Dalam keadaan koma, saya langsung dipindahkan ke bagian ICU, dilakukan CT Scan, diketahui pembuluh darah (sub-arenoid) sebelah otak kanan saya pecah. Selama 4 hari saya tidak sadarkan diri. Melalui doa-doa keluarga dan sahabat saya, keadaan saya semakin membaik, ini adalah suatu mujizat saya tidak mengalami kelumpuhan/cacat. Efek dari pembuluh darah yang pecah sebelah otak kanan ini mengakibatkan sebagian gumpalan darah beku ada di retina mata kanan saya, sehingga jika saya melihat lurus ke depan saya tidak dapat melihat sama sekali/gelap. Tetapi kalau saya melihat ke arah samping kiri atau kanan, saya bisa melihat sedikit. Mata yang tidak dapat melihat hanya disebelah mata kanan.
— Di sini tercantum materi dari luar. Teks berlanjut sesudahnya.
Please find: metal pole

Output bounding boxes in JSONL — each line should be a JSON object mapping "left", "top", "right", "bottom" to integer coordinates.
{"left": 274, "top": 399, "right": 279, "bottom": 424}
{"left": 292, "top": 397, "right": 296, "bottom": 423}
Saya dirawat inap selama 18 hari di RS tersebut, saya dibawa pulang ke Jakarta atas ijin dokter. Tiba di rumah saya dalam keadaan pingsan, tubuh saya benar-benar lemah, keadaan saya belum pulih benar. Sebenarnya resiko pecahnya kembali pembuluh di otak saya sangat mungkin terjadi. Oleh karena itu saudara saya menyarankan untuk beristirahat di rumah selama 1 minggu, baru setelah kondisi saya membaik saya di bawa ke RS Cikini.

Di RS Cikini saya bertemu dengan seorang hamba Tuhan yang mengunjungi saya beberapa kali dan memberitakan bahwa Yesus sanggup menyembuhkan dan memulihkan  penyakit saya. Saya diajak untuk hadir dalam KPPI, karena keadaan saya tidak memungkinkan untuk hadir, dokter tidak mengijinkan sebab kondisi saya tidak dapat duduk. Jika saya duduk, resiko pecahnya pembuluh darah di otak saya dapat terjadi kembali.

Pada bulan November’99 saya datang ke KPPI dalam kondisi saya sudah dapat duduk, walaupun mata saya belum dapat melihat. Saya percaya bahwa Tuhan mempunyai rencana yang indah bagi saya. Saya terus berharap kepada Tuhan. Saya pasti sembuh.

Ketika doa kesembuhan saya maju dan didoakan, saya merasakan ada sesuatu di mata saya.  Puji Tuhan ! Saya dapat melihat. Sepulang dari kebaktian saya langsung membaca alkitab.

Setelah semua kejadian yang saya alami ini, saya rindu untuk melayani Tuhan dan sering bermimpi sedang mendoakan orang mati dan orang mati itu bangkit. Beberapa minggu kemudian saya didatangi hamba Tuhan untuk mengkonfirmasikan kesaksian saya yang akan dipublikasikan dan saya juga menceritakan mengenai mimpi saya tersebut. Lalu hamba Tuhan tersebut mengajak saya untuk ikut HMC, saya percaya bahwa ini merupakan jawaban dari Tuhan.

Sampai dengan tanggal 17 Juli 2003 kesembuhan ini masih tetap berlangsung.